Saturday, October 16, 2010

Choose your transcription well

As discussed in the last two posts, the variation in names for Taishanese (or, alternatively, the Siyi dialects) can be grouped into the geographical terms on which the names are based. Most forms are variants of either Taishan 台山 or of Siyi 四邑. But far more numerous are the ways these terms are transcribed into English.

The Chinese word 台山 has been transcribed as Hoi Saan, Hoi San, Hoisaan, Hoisan, Hoy Saan, Hoy San, Hoy Shan, Hoysun, T’ai-Shan, Tai Shan, Tai-shan, Taishan, Toi Saan, Toi San, Toi Shan, Toisaan, Toisan, Toishan and Toy Shan. I stumbled across a few more variants after writing up this list. (!) But this is not an endless string of random permutations.

These variants fall into three distinct categories based on the form of Chinese used to transcribe the characters—Mandarin, Cantonese or Taishanese. (Note that these three dialects are basically the only ones used; I would wager that you won’t run across any published English-language article referring to the Taisuan or Đài Sơn dialect, as would be transcribed for Chaozhou and Vietnamese, for example.) Below I’ve broken the variants into the three new groups.

  • Mandarin: T’ai-Shan, Tai Shan, Tai-shan, Taishan
  • Cantonese: Toi Saan, Toi San, Toi Shan, Toisaan, Toisan, Toishan, Toy Shan
  • Taishanese: Hoi Saan, Hoi San, Hoisaan, Hoisan, Hoy Saan, Hoy San, Hoy Shan, Hoysun

Some of the differences listed above are small, involving only spaces or hyphens, so I’ve reanalyzed the list by ignoring punctuation and making all the forms single spaceless words.

  • Mandarin: T’aishan, Taishan
  • Cantonese: Toisaan, Toisan, Toishan, Toyshan
  • Taishanese: Hoisaan, Hoisan, Hoysaan, Hoysan, Hoyshan, Hoysun

The differences are a little more distinct. And note that the number of transcription variants differs depending on which form of Chinese you look at: Mandarin–2, Cantonese–4, Taishanese–6.

The two Mandarin forms reflect two romanziation standards: Wade-Giles (T’ai-shan) and Hanyu Pinyin (Taishan). Since the 1960s, the Hanyu Pinyin standard has been the dominant form of Mandarin transcription, written as Taishan.

The Cantonese transcriptions include both standard and non-standard variants. Toisaan follows the LSHK Jyutping (and Sidney Lau) scheme. The Yale romanization is not included; this would be: Toihsaan. But the Jyutping form is not always the preferred form—so for 四邑, you will see Seiyap (Yale/Lau), but rarely if ever Seijap (Jyutping).

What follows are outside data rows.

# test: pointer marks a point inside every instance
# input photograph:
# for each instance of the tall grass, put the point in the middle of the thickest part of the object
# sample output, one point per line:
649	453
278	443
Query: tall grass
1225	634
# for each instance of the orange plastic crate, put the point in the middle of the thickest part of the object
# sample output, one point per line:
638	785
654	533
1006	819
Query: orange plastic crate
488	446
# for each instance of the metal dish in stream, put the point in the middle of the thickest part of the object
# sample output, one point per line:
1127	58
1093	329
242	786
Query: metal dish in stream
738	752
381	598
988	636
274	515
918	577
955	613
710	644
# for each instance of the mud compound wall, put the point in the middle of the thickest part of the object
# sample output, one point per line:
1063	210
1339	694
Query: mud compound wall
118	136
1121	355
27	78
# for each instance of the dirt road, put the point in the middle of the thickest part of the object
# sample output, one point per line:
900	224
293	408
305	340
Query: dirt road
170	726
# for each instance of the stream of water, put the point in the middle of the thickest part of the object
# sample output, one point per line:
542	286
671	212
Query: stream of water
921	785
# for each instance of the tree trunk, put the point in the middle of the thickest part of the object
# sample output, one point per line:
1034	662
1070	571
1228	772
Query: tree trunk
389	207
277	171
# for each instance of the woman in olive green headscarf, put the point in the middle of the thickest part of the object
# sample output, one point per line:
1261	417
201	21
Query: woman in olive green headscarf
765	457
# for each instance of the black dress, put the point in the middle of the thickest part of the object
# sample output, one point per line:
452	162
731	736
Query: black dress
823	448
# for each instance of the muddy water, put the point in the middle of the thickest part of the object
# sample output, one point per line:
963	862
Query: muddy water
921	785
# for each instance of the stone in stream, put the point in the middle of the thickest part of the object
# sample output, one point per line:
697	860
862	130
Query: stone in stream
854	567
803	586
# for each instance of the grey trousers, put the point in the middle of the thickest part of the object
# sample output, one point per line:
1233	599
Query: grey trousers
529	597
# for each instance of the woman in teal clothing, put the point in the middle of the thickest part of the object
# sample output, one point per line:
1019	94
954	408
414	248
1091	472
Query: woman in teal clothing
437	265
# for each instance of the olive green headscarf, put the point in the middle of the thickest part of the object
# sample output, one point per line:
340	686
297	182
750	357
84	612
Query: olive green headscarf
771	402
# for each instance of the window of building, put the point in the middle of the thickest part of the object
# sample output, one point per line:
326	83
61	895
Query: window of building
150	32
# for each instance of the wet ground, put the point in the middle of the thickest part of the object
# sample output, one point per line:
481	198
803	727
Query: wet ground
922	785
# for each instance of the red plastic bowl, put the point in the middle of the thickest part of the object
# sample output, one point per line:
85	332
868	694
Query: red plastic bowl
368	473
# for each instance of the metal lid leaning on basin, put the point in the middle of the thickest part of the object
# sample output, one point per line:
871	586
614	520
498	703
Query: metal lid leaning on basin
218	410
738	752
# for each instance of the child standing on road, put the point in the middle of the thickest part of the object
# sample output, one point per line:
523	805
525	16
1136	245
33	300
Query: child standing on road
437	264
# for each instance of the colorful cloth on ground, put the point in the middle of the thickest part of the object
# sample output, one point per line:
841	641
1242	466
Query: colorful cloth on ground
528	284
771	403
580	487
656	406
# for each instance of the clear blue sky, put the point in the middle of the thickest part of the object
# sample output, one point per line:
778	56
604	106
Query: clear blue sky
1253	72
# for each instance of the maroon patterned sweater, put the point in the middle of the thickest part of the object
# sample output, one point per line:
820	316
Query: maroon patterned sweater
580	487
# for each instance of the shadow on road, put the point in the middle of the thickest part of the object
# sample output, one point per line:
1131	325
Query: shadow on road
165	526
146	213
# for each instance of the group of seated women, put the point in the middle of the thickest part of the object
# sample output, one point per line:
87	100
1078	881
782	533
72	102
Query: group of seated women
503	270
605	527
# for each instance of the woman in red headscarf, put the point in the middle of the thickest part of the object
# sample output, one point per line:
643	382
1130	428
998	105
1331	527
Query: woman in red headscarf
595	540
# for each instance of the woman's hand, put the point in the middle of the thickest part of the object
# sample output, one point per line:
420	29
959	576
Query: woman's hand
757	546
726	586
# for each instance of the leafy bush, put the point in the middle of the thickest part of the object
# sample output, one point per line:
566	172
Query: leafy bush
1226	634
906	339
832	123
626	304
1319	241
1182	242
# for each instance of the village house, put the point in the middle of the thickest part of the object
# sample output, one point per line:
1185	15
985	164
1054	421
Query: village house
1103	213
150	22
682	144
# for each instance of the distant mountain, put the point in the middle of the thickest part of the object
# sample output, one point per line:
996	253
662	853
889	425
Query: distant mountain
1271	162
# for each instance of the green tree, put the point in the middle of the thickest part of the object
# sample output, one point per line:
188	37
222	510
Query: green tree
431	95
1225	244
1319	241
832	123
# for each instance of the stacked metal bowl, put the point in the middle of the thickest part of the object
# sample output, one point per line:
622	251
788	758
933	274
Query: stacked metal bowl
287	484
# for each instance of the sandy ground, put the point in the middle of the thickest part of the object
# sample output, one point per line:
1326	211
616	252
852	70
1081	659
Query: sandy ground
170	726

The other forms reflect different orthographic tweaks which at least today would be considered non-standard. The double-“a” denotes a vowel-length contrast that exists in Cantonese—ignore this contrast, and you get Toisan. And in earlier versions of standard Cantonese, there are in fact two s-like sounds, which were often distinguished as sz and sh—this spelling is evident in the forms Toishan and Toyshan.

When it comes to Taishanese, there is no accepted standard. No surprise then that the highest number of variants turn up when you look at the transcription of Chinese characters into Taishanese. These schemes generally mirror the Cantonese transcription, but adapting Taishanese pronunciation. Note that Taishanese pronunciations differ, and that’s reflected in some of the different transcriptions. While some write Hoysaan (a as in father), others write Hoysun (u as in sun).

In the previous post, I noted that variation on names differs based on geographical terms. In this post, I show that you can further subdivide variation based on the language used for transcription (Mandarin, Cantonese or Taishanese). I won’t go into the arguments for using one scheme over another—although you can already see that I am leaning towards usage of Mandarin transcription when I write Taishanese. The upcoming post is a discussion of who uses which transcription and why.